Grieving is universal, yet difficult every time
Published 8:34 am Tuesday, August 17, 2010
David Behling, Notes from Home
Along with a few hundred people last Friday at St. Theodore’s, I said goodbye to someone. None of us were expecting to be there. It’s irrelevant to point out that Geri Murtaugh was too young to die, because death has no respect for age, but I point it out anyway. It’s not the first time I’ve said goodbye to someone younger than me, and it won’t be the last.
The life of every human is marked by losses. Yes, there are births, new relationships, new colleagues, new communities, but there are also people who disappear from our lives before we’re ready. And it’s important to note the pronoun in that sentence. The dying are often ready to go. The living are often less ready to let go.
One important fact about grief that I’ve learned is that it is different for everyone. These differences — our unique ways of experiencing loss — complicate our relationships with the rest of the bereaved in the community. We all share a common affection and respect for someone, but our ways of dealing with their passing can vary quite a bit.
Some people quickly shed the sorrow, dwelling in their memories of the person’s life. They are the ones genuinely “celebrating” the lives of those who have died. Others are in denial of their feelings. It’s not as if they don’t care, but they look uncomfortable, as those around them give vent to their emotions. It may hit them later, or not at all. There are some who look like they’re doing just fine, then snap when the grocery store runs out of their favorite brand of peanut butter or they spill a glass of milk on the floor.
Finally, there are those like me, who smile as we remember the dead, but who also profoundly miss them. It takes us a while to “move on” because death leaves a hole in our lives that cannot be filled by anyone or anything else.
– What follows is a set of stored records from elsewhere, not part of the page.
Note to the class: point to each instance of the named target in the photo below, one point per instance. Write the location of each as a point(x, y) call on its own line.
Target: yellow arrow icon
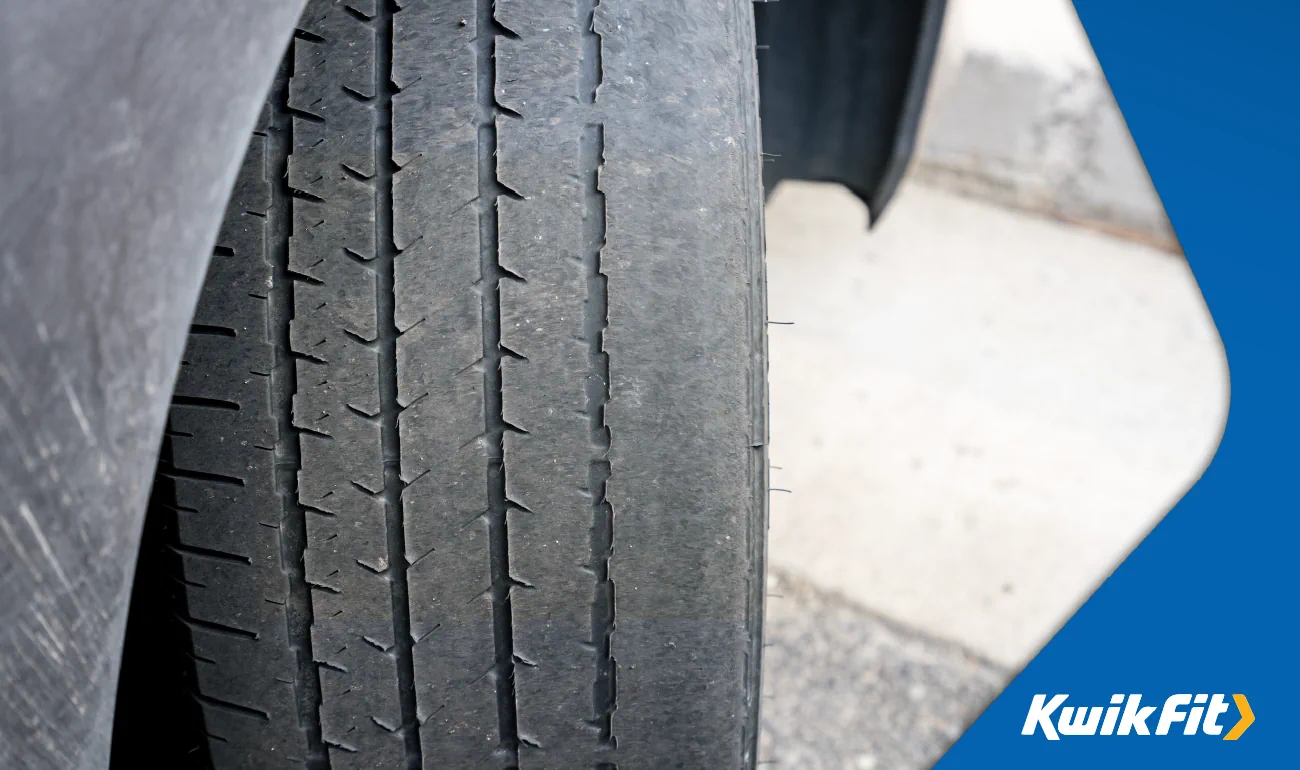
point(1244, 722)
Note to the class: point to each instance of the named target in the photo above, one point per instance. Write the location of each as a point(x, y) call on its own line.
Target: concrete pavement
point(979, 414)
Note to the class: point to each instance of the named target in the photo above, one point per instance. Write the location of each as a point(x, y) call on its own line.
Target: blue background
point(1208, 602)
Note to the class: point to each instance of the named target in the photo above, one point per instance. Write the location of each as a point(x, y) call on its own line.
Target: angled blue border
point(1208, 602)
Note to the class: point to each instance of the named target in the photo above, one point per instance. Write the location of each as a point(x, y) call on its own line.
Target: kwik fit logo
point(1192, 714)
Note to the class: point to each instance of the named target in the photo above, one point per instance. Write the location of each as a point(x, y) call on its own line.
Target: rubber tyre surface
point(466, 463)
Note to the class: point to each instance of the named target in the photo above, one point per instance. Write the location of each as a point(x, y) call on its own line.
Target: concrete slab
point(845, 690)
point(979, 412)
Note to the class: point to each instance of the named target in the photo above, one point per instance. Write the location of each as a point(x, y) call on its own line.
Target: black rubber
point(466, 463)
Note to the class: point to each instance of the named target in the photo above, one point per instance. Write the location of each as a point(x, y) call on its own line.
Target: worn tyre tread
point(468, 453)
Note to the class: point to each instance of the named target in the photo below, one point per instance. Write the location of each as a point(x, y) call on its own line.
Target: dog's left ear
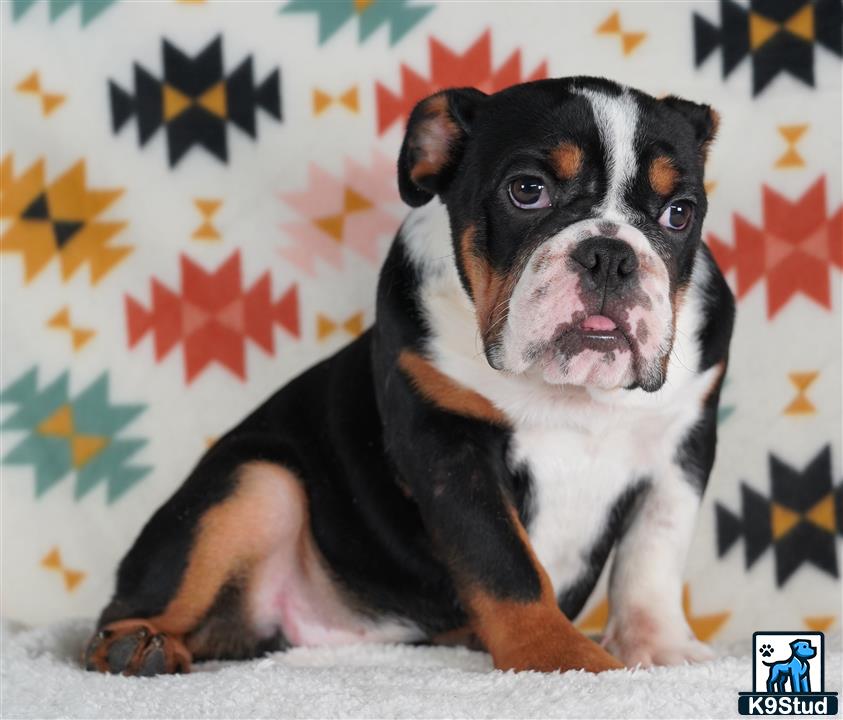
point(437, 131)
point(703, 118)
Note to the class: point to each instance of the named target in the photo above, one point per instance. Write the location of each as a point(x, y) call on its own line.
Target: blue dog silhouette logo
point(794, 674)
point(787, 675)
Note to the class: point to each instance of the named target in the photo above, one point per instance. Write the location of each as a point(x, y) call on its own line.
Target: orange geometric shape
point(174, 102)
point(782, 520)
point(791, 157)
point(208, 207)
point(820, 623)
point(451, 69)
point(59, 424)
point(704, 626)
point(823, 514)
point(801, 23)
point(801, 405)
point(215, 100)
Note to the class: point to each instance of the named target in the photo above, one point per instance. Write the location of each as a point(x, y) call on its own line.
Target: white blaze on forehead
point(617, 118)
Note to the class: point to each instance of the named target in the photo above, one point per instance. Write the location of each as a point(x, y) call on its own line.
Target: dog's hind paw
point(646, 644)
point(135, 647)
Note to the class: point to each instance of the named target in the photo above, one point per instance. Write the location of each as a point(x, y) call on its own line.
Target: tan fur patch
point(533, 635)
point(433, 139)
point(490, 291)
point(663, 175)
point(567, 159)
point(446, 392)
point(230, 538)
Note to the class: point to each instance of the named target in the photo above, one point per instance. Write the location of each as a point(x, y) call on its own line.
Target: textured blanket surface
point(41, 678)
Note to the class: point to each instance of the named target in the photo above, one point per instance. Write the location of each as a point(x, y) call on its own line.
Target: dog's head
point(803, 649)
point(576, 207)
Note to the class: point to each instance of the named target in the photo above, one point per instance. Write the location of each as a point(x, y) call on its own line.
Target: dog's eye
point(528, 192)
point(677, 215)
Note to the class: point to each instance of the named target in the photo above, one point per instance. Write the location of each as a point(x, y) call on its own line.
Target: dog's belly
point(576, 480)
point(291, 591)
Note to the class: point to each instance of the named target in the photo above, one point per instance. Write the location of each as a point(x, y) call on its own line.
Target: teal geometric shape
point(399, 15)
point(90, 9)
point(93, 415)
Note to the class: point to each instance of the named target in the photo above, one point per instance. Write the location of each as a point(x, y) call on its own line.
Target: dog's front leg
point(506, 593)
point(647, 624)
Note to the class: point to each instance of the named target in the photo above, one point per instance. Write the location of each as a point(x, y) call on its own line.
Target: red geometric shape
point(212, 317)
point(794, 250)
point(451, 69)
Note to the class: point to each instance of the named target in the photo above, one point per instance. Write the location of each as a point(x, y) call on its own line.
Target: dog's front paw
point(135, 647)
point(642, 641)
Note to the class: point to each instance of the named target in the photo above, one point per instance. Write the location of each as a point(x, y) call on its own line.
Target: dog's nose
point(608, 262)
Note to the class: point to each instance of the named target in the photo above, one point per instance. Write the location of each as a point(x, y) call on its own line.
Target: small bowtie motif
point(323, 100)
point(79, 336)
point(52, 561)
point(325, 326)
point(31, 85)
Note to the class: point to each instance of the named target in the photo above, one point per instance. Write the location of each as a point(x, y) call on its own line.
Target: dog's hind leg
point(183, 589)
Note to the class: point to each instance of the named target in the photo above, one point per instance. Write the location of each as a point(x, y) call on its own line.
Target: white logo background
point(782, 652)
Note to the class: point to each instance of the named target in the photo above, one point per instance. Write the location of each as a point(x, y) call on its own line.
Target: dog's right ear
point(433, 144)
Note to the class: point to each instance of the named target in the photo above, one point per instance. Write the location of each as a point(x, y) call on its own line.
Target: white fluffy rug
point(41, 678)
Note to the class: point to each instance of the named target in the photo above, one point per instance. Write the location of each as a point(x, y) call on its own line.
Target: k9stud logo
point(788, 676)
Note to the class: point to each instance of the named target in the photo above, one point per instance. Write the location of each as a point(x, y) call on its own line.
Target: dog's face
point(576, 208)
point(803, 649)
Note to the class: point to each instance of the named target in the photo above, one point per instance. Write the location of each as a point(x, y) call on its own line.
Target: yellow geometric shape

Sometimes it even becomes a pain felt in the body, in the gut. It’s a way of keeping them close; as long as that pain exists, that’s how long the loved one remains part of my life.
Differences are part of each individual’s experience, too. When my dad died, I was not in pain, I was relieved, and that made me feel shame and guilt at first. But he’d been trying to die for years, and finally had succeeded. Oh, I cried, when he died — I was old enough to have a more balanced picture of him — but tears lasted only for a little while. Today, I feel no pain when I remember him, not even from memories of the good parts of his life; I’m still relieved to be off the emotional roller coaster of life with him.
When mom died, however, suddenly and unexpectedly, it was like my world came apart. It’s like the Psalmist wrote: food had no flavor and I had no appetite. I got up in the morning, did my chores, but felt nothing but intense sadness and the physical pain of grief. The pain and sadness faded after a few months, but even as I write this, I feel a small point of pain build in my gut. It tells me I still love her, and that she is still part of me.
However, we all grieve, in our unique, individual ways, it’s important to let it happen as it should for us, and not try to pretend or hold things back. Grief suspended or buried or acted out for the benefit of others, for even the best of reasons, can become dangerous. It can change from something natural and healthy to something unnatural and toxic.
For a final word, here’s a cry of grief from Minnesota poet Bill Holm, from the last stanza of his poem “The dead get by with everything”:
Who do the dead think they are!
Up and dying in the middle of the night,
leaving themselves all over the house,
all over my books, all over my face?
How dare they sit in the front seat of my car,
invisible, not wearing their seat belts,
not holding up their end of the conversation,
as I drive down the highway
shaking my fist at the air all the way
to the office where they’re not in.
The dead get by with everything.
Albert Lea resident David Rask Behling teaches at Waldorf College in Forest City, Iowa, and lives with his wife and children in Albert Lea. His column appears every other Tuesday.